I have never seen data about them. Experiential refereneces say maybe, which has been my experience. I tend to use them if I’m bottling for long term storage because it couldn’t hurt, but I wouldn’t hesitate to bottle the same batch if I didn’t have them.
Another thing to consider is the quality of the cap. If you plan to store your beer for a long time, don’t cut corners and use cheap caps. If you buy a quality cap it will probably be oxygen absorbing. I have had a whole batch come out flat because I used caps that didn’t seal well enough. Not worth it to save a few pennies.
Absolutely true! Bottle conditioned beer is different than filtered and Pasteurized bottled beer. Bottle conditioned beer has a live culture that will naturally scavenge O2 while conditioning.
Per Kunze, the scavenger compound used in oxygen absorbing crown caps can bind 2-4 mg of oxygen. That’s all the technical data I’ve ever seen on them (though I wouldn’t be surprised if there’s some real world experimental data on the lowoxygen forum).
Given that you can get 100 of them for $3.79, I don’t know why you wouldn’t use them.
From the Morebeer website: “These caps activate once you get them wet. Do not wet or sanitize caps in advance of your bottling session or they will not work correctly. They’ll still close the bottle like any other cap, but the oxygen-absorbing function will be used up.”
This can be an issue depending on your bottling procedure.
FTR there is no need to sanitize bottle caps unless you have contaminated them somehow. I have shipped tens of thousands of bottles bottled from a Meheen and the caps are just scooped out and dumped in the hopper. Can lids are never sanitized either.
Caps need to be wet to be activated.
I dip cap in star-san just before crimping each bottle.
Kill two birds with one stone, sanitize & activate.
I don’t turn bottles upside down any more.
Just checked MB and NB, oxy caps are same price as regular ones
,so why would one even bother.

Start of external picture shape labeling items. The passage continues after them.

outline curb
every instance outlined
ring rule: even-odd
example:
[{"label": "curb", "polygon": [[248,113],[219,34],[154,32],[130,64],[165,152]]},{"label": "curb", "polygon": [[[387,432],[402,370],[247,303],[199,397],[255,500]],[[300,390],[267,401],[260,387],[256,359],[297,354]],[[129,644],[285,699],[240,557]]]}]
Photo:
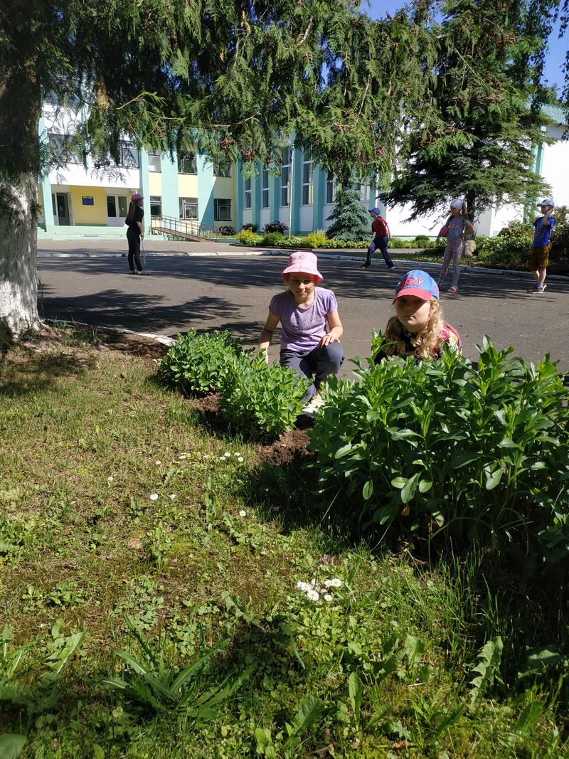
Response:
[{"label": "curb", "polygon": [[[393,250],[393,249],[392,249]],[[396,249],[395,249],[396,250]],[[282,250],[243,250],[239,253],[233,253],[227,250],[218,250],[218,251],[209,251],[203,253],[182,253],[179,251],[172,251],[171,253],[145,253],[145,256],[148,256],[150,258],[157,258],[160,256],[168,256],[168,257],[178,257],[182,258],[193,258],[193,257],[215,257],[218,256],[229,256],[235,257],[241,257],[243,256],[289,256],[290,252]],[[329,260],[336,261],[361,261],[363,256],[349,256],[341,254],[333,254],[333,253],[317,253],[315,254],[318,258],[328,259]],[[37,258],[126,258],[126,254],[124,253],[38,253]],[[381,259],[376,259],[376,260],[380,261]],[[431,266],[434,269],[440,269],[442,266],[442,263],[437,263],[434,261],[421,261],[418,259],[414,259],[413,260],[407,260],[407,259],[396,258],[395,260],[398,263],[404,264],[405,266],[417,266],[418,263],[421,263],[425,266]],[[472,266],[470,264],[465,263],[461,264],[460,266],[461,272],[477,272],[483,274],[509,274],[511,276],[518,276],[526,279],[529,272],[520,272],[515,269],[488,269],[486,266]],[[558,279],[561,282],[569,282],[569,275],[563,274],[549,274],[547,277],[548,279]],[[134,334],[139,334],[137,332]]]}]

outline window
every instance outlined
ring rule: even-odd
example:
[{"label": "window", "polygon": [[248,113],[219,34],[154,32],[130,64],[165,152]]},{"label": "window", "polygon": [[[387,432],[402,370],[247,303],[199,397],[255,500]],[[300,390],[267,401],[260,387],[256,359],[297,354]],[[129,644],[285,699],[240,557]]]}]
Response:
[{"label": "window", "polygon": [[282,151],[281,166],[281,205],[291,205],[291,169],[292,168],[292,148],[285,147]]},{"label": "window", "polygon": [[178,156],[178,174],[197,174],[197,165],[196,156],[184,156],[183,158]]},{"label": "window", "polygon": [[150,196],[150,216],[162,216],[162,199],[159,195]]},{"label": "window", "polygon": [[213,174],[216,177],[231,177],[231,162],[219,159],[213,164]]},{"label": "window", "polygon": [[251,178],[245,180],[245,192],[244,194],[244,207],[251,207]]},{"label": "window", "polygon": [[269,208],[269,172],[266,168],[262,170],[262,183],[261,206],[262,208]]},{"label": "window", "polygon": [[83,154],[77,145],[73,144],[73,138],[69,134],[50,133],[48,137],[49,148],[58,160],[66,163],[83,163]]},{"label": "window", "polygon": [[148,154],[148,170],[149,172],[161,172],[162,162],[159,153],[149,153]]},{"label": "window", "polygon": [[326,175],[326,203],[332,203],[336,202],[336,194],[338,193],[338,180],[332,174]]},{"label": "window", "polygon": [[213,219],[215,222],[231,222],[231,201],[230,199],[214,197]]},{"label": "window", "polygon": [[197,219],[197,198],[180,198],[180,218]]},{"label": "window", "polygon": [[310,155],[310,149],[304,151],[302,159],[302,204],[312,206],[313,202],[313,173],[314,165]]},{"label": "window", "polygon": [[124,166],[124,168],[138,168],[138,150],[134,143],[128,140],[119,140],[118,150],[119,166]]}]

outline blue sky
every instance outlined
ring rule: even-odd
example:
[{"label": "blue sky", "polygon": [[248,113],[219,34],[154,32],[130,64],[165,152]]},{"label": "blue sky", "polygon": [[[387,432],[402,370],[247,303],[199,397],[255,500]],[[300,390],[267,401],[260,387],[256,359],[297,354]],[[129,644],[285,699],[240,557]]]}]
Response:
[{"label": "blue sky", "polygon": [[[362,10],[366,11],[372,18],[382,18],[387,13],[393,13],[398,8],[407,5],[403,0],[364,0]],[[556,85],[558,93],[561,94],[563,86],[562,67],[565,60],[565,53],[569,46],[569,32],[565,36],[558,39],[559,24],[552,30],[549,37],[549,49],[545,58],[545,76],[547,83]]]}]

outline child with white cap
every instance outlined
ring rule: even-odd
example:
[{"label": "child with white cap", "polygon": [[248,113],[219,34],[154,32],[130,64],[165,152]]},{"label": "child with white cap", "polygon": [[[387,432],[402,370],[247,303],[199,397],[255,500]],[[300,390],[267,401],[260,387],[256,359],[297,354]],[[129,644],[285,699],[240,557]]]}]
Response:
[{"label": "child with white cap", "polygon": [[303,409],[304,414],[313,416],[324,403],[319,393],[320,386],[330,374],[338,373],[345,357],[340,345],[344,328],[336,296],[332,290],[316,286],[323,277],[313,253],[293,253],[282,279],[288,289],[271,300],[269,317],[259,339],[259,350],[264,351],[268,363],[272,333],[280,322],[281,364],[310,381],[314,376],[313,384],[304,397],[307,405]]},{"label": "child with white cap", "polygon": [[542,216],[533,222],[534,235],[530,252],[530,271],[536,280],[536,285],[527,291],[531,294],[542,293],[547,287],[545,276],[549,263],[549,250],[552,247],[549,238],[555,225],[555,219],[552,216],[554,208],[553,200],[550,197],[545,197],[541,203],[538,203],[537,207]]},{"label": "child with white cap", "polygon": [[452,256],[452,285],[448,288],[448,291],[458,292],[458,278],[461,276],[461,259],[464,250],[464,240],[474,231],[474,227],[468,219],[466,202],[462,198],[455,197],[451,200],[451,216],[445,227],[447,228],[447,244],[442,259],[441,273],[439,276],[439,287],[442,286],[446,276]]}]

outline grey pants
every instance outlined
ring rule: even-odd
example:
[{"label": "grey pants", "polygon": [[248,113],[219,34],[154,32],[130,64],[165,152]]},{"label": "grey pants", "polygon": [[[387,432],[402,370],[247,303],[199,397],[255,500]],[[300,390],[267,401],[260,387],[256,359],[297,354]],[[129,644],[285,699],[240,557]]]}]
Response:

NB logo on oxy caps
are actually cheaper.
If they are dumb enough to keep em next to the grain grinder maybe. I personally think homebrewers sanitize a lot of stuff unnecessarily out of caution. Certainly doesn’t hurt - unless in the case of o2 scavenging caps them maybe it does!
Most manufacturers for bottling and canning equipment recommend rinsing the package with deaerated water as opposed to sanitizer since sanitizers like PAA can increase DO pick up in package. So often a lot of times the package isn’t even sanitized, only rinsed to remove any dust/etc. from storage.
Thanks all for the input here - much appreciated. It sounds like there’s some consensus that using them if kind of a “they may provide some benefit so why not given there is no or little additional cost” while we may be a little sparse on the actual empirical proof of efficacy. Certainly there are other things I do at points in my beer generating process that are more for insurance than because I probably absolutely need to. I’m comfortable with that.
I guess the point I was making about the sanitizer if if you are going to sanitize the caps do it as soon as you cap them. It seems like letting the sit in sanitizer defeats the purpose.